Much of the player’s change in attitude is laid at the door of a January break-in, where burglars used scaffolding and ladders to rob the Cheshire family home. With wife and daughter present during the break-in the Di Marias retrenched to the safety of a Manchester hotel. The family never returned home; the player’s performances could not recover either.
That form was aided little by a succession of minor injuries to thigh, hamstring and a variety of muscles, although the player missed just four games in total for United through injury alone. Another three passed the winger by after a bizarre FA Cup dismissal against Arsenal in March. It precipitated Di Maria’s exclusion from Van Gaal’s side; a player that could not be relied on, nor one who could be trusted.

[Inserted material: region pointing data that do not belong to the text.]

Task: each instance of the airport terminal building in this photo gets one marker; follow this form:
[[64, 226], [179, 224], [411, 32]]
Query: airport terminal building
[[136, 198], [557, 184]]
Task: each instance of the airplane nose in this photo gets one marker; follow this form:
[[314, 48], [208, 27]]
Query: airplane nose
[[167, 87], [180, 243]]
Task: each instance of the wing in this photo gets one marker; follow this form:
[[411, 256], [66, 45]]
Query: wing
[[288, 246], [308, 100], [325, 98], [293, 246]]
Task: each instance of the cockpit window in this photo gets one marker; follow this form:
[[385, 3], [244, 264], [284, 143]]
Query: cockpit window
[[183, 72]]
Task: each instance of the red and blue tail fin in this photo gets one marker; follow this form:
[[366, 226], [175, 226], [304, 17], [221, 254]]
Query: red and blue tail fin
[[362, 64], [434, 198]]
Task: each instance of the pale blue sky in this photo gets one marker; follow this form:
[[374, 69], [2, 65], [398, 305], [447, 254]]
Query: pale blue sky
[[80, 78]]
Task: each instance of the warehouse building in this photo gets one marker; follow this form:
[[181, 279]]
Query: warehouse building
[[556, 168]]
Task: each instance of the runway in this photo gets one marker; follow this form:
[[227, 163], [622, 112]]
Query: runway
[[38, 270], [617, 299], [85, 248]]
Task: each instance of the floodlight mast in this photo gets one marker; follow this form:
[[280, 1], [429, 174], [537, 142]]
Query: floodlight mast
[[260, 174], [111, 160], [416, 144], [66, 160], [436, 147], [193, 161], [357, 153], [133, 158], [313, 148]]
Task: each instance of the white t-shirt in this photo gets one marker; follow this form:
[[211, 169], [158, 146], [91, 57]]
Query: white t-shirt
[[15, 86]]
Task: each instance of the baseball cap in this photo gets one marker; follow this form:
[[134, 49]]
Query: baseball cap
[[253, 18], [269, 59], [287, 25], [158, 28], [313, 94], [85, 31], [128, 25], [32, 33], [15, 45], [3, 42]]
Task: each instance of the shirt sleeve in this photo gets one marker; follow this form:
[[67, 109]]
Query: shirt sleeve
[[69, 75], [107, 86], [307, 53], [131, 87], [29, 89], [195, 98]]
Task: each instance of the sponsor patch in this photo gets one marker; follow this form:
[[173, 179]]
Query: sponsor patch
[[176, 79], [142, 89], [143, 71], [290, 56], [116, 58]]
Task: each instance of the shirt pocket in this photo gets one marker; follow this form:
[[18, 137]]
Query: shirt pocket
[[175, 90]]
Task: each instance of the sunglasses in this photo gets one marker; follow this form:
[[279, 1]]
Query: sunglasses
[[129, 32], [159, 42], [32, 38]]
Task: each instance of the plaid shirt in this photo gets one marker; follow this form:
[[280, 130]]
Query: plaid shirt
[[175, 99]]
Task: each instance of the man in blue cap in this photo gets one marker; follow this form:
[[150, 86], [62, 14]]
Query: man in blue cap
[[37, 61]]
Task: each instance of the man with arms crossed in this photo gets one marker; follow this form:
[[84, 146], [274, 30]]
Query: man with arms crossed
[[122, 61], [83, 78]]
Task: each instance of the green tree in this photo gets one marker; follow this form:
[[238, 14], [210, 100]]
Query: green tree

Nor was Van Gaal’s perpetual insistence on changing the team’s shape helpful – or Di Maria’s role within it. In total the player featured in nine different positions across midfield and attack for United last season from just 32 appearances. Di Maria started the campaign as one of three in central midfield. It is the role many believe is the former Real Madrid player’s best. He shifted to a role in a diamond and also featured on both wings. For a time the player was deployed as an auxiliary forward ‘in the hole’ and, most oddly of all, as an outright striker in three matches during the spring.

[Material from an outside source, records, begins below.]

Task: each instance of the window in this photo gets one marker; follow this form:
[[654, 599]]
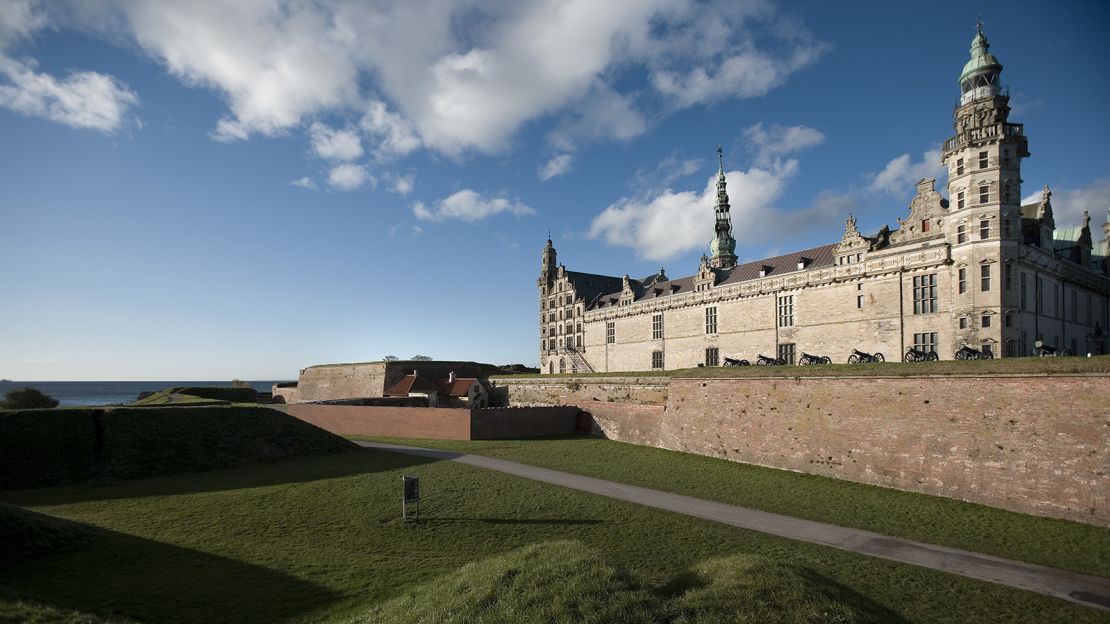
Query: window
[[786, 311], [786, 352], [926, 342], [710, 356], [925, 293], [710, 320]]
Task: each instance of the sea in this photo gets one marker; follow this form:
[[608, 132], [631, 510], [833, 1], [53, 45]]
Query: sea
[[110, 392]]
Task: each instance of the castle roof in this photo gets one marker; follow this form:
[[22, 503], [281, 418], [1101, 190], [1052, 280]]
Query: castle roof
[[778, 265]]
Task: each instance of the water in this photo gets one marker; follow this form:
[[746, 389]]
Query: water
[[110, 392]]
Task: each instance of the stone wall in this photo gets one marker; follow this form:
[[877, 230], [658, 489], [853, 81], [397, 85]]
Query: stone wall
[[434, 423], [437, 423], [1027, 443], [575, 391], [328, 382]]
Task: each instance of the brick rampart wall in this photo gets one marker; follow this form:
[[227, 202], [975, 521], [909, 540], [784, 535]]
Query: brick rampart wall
[[568, 391], [505, 423], [439, 423], [435, 423], [1032, 444]]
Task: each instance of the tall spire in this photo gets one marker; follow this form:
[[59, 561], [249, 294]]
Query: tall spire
[[723, 247]]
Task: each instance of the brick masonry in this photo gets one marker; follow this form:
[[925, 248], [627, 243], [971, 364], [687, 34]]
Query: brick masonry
[[1031, 444], [439, 423]]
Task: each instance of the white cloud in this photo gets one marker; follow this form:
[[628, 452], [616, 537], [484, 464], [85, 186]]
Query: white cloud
[[403, 184], [334, 144], [468, 205], [901, 173], [395, 134], [555, 167], [347, 177], [1068, 204], [452, 76], [777, 141], [304, 183]]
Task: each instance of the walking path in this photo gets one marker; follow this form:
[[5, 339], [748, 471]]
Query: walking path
[[1081, 589]]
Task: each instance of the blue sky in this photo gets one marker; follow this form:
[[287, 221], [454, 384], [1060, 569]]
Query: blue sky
[[200, 190]]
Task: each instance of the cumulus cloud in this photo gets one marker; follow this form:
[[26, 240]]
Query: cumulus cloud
[[82, 99], [1068, 204], [334, 144], [403, 184], [776, 141], [899, 175], [349, 177], [304, 183], [555, 167], [468, 205], [394, 134]]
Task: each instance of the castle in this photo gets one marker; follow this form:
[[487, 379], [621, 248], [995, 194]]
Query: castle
[[976, 269]]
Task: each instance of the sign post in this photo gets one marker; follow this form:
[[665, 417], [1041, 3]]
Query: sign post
[[411, 495]]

Yet, this combination of factors – form, attitude, fitness and tactics – means that Di Maria completed just 16 games in total for United last season. It is scant reward for the riches paid to both player and former club.
Still, the failure will be glossed over at United. The club once described as “cynical” by Gary Neville has already moved on, with Barcelona winger Pedro Rodríguez the proposed £23 million replacement. The Spaniard will offer competition in wide areas to Ashley Young, Juan Mata, Memphis Depay, and – after a star turn against Barcelona on Saturday afternoon – Adnan Januzaj.

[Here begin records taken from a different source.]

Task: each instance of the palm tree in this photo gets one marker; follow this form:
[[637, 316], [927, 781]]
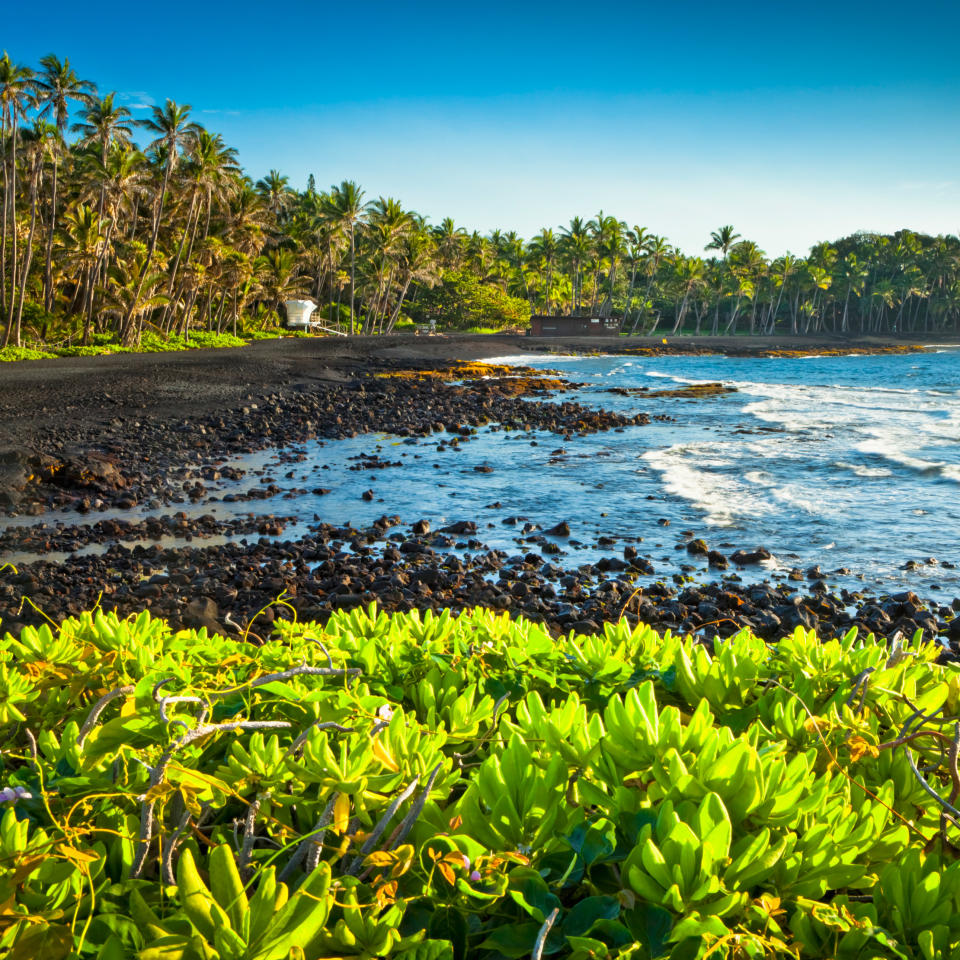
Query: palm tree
[[450, 242], [56, 85], [576, 245], [275, 189], [36, 143], [277, 274], [170, 126], [543, 247], [723, 239], [16, 94], [344, 207]]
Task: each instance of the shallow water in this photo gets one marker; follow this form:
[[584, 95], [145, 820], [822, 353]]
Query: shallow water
[[849, 462]]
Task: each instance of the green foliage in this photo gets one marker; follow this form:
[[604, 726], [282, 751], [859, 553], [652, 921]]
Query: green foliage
[[24, 353], [441, 787], [461, 302]]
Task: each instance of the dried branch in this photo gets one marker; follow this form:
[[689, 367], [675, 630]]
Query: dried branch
[[320, 725], [377, 831], [157, 774], [861, 684], [400, 834], [312, 839], [246, 852], [544, 932], [170, 848], [98, 708]]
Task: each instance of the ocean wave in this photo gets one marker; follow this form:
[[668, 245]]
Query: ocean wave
[[724, 499], [862, 471], [890, 448]]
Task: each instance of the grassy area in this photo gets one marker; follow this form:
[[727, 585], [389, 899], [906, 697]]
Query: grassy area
[[446, 787], [150, 343]]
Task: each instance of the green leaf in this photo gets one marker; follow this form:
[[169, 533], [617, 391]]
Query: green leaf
[[585, 914], [529, 890], [651, 926], [449, 924], [429, 950], [50, 941], [515, 940]]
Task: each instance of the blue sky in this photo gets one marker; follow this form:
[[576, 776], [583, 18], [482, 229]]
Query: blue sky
[[795, 123]]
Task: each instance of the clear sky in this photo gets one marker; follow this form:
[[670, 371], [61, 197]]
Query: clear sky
[[793, 122]]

Pedro scored 45 goals between 2009 and 2011 for Barça from a wide left role, yet could not always find a place in Luis Enrique’s side last season. The 27-year-old was a regular substitute – and regularly substituted – to such an extent that he played the full 90 minutes on just 19 occasions from 50 appearances in all competitions.
Still, it is that relative lack of importance that is driving Pedro away from Barcelona – a club the player has been associated with for more than a decade. He will bring pace, goals – there have been at least 10 a season for the last six campaigns – and a genuine team ethic to United. Indeed, what Pedro lacks in technical brilliance compared to Di Maria might be compensated, in part at least, by a work-rate that is likely to please his new manager.
Meanwhile, over in Paris the welcoming party for Di Maria will begin once United has, with a little irony, faced his new club in Chicago on Thursday. The proposed £45 million fee will leave the Reds with a paper loss on the player in the region of £15 million, although much of that is attributable to forex movements over the past 12 months. The club will recoup €63 million of the €75 million paid to Madrid, with no bonuses due, and has amortised any loss in value over the past year.
PSG will be Di Maria’s fifth club in a decade as a professional. And it was left to another wandering maverick to roll out the Parisian red carpet.
“If you get a chance to play with Di María it is a fantastic thing,” said Zlatan Ibrahimovic, who is now at his seventh European club.
“He is a fantastic player who plays for the team. He brings pace. He brings big quality and for sure he will make our team even better than it is today. We will receive him with open arms.”
So too will Blanc, who is charged with finding more from a player presumably less comfortable in Manchester than he will be in Paris. And if the Di Maria once past returns in the French capital then more questions will be asked – both of the player and his former manager.